Le dérèglement du climat ne cesse de s’amplifier, ce qui n’est pas spécialement étonnant puisque les rejets de CO2 dans le monde ont continué d’augmenter ces dernières années, n’en déplaise à ceux qui se réjouissent que les émissions en France ont diminué régulièrement. Certains relèvent, à juste titre, que nous ne sommes pas seuls, voire que nous ne représentons qu’une goutte d’eau dans l’océan des rejets de CO2, mais le problème n’est pas là : non seulement nos émissions locales ne diminuent pas à un taux suffisant pour atteindre les objectifs fixés pour 2030 et 2050, mais elles semblent même avoir très légèrement augmentées lors du second semestre 2024, ce qui montre que la baisse n’est pas le fruit d’une réorganisation profonde et nécessaire des moyens de production et des modes de consommation, mais le résultat d’efforts ponctuels et dispersés dans un écosystème soumis à toutes sortes d’aléas et dont les fondamentaux n’ont pas bougé d’un pouce.

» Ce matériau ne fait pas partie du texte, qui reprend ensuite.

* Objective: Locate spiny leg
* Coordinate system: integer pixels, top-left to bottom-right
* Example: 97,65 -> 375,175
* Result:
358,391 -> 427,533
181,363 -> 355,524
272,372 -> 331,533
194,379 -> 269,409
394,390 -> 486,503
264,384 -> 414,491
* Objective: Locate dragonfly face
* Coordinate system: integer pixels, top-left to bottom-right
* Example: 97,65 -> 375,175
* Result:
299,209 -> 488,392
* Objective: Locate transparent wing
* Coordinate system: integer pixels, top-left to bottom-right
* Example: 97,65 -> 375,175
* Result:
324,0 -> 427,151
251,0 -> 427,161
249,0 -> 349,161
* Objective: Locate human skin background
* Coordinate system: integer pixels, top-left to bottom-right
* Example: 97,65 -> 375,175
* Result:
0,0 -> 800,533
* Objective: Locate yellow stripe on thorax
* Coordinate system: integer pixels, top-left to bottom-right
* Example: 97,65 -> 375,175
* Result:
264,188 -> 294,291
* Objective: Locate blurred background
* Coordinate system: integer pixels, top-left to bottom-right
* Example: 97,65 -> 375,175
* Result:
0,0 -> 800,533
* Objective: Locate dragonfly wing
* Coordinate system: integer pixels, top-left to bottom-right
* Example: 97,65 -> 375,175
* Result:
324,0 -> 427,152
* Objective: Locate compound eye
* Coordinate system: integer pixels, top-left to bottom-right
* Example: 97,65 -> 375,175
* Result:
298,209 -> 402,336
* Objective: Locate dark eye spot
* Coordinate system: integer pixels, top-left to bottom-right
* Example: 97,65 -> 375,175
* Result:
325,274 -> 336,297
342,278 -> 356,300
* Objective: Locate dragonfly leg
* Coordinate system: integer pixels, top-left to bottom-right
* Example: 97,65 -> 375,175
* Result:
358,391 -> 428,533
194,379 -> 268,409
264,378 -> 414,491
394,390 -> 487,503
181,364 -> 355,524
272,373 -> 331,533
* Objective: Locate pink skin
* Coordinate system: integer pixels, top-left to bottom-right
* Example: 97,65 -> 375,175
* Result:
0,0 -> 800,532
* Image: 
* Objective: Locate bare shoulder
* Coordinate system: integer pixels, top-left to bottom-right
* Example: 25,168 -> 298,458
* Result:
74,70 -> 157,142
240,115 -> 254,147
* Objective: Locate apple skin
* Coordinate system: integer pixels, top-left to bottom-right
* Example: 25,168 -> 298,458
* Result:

Plus grave, la Terre dont les sols et les océans absorbaient jusqu’à une époque récente environ la moitié du CO2 émis par les activités humaines, semble être fatiguée de nous aider à contenir nos comportements inconséquents. En 2023, la quantité absorbée par les continents a dramatiquement chuté et il semblerait que la tendance dans les premiers mois de 2024 ne soit pas rassurante. L’océan quant à lui continue de faire le job mais au prix, entre autres, d’une acidification croissante des eaux, car les rejets augmentant en valeur absolue, l’océan en ingurgite plus d’année en année. A quand l’indigestion ?

Tout ceci est fortement désagréable et décourageant, mais un dernier fait est encore plus alarmant, s’il en était besoin. Les scientifiques deviennent perplexes face à certains phénomènes, voire ne se les expliquent plus : le niveau d’augmentation de la température moyenne ces deux dernières années, la chute d’absorption décrite ci-dessus, l’accélération de la fonte des glaces, la libération du méthane emprisonné dans le pergélisol conséquence elle-même du réchauffement – une des nombreuses boucles de rétro-action qui aggrave une situation déjà dramatique. Les évolutions de nombreux critères ne correspondent plus aux modèles et aux prévisions et la situation est plus proche de l’emballement que du contrôle.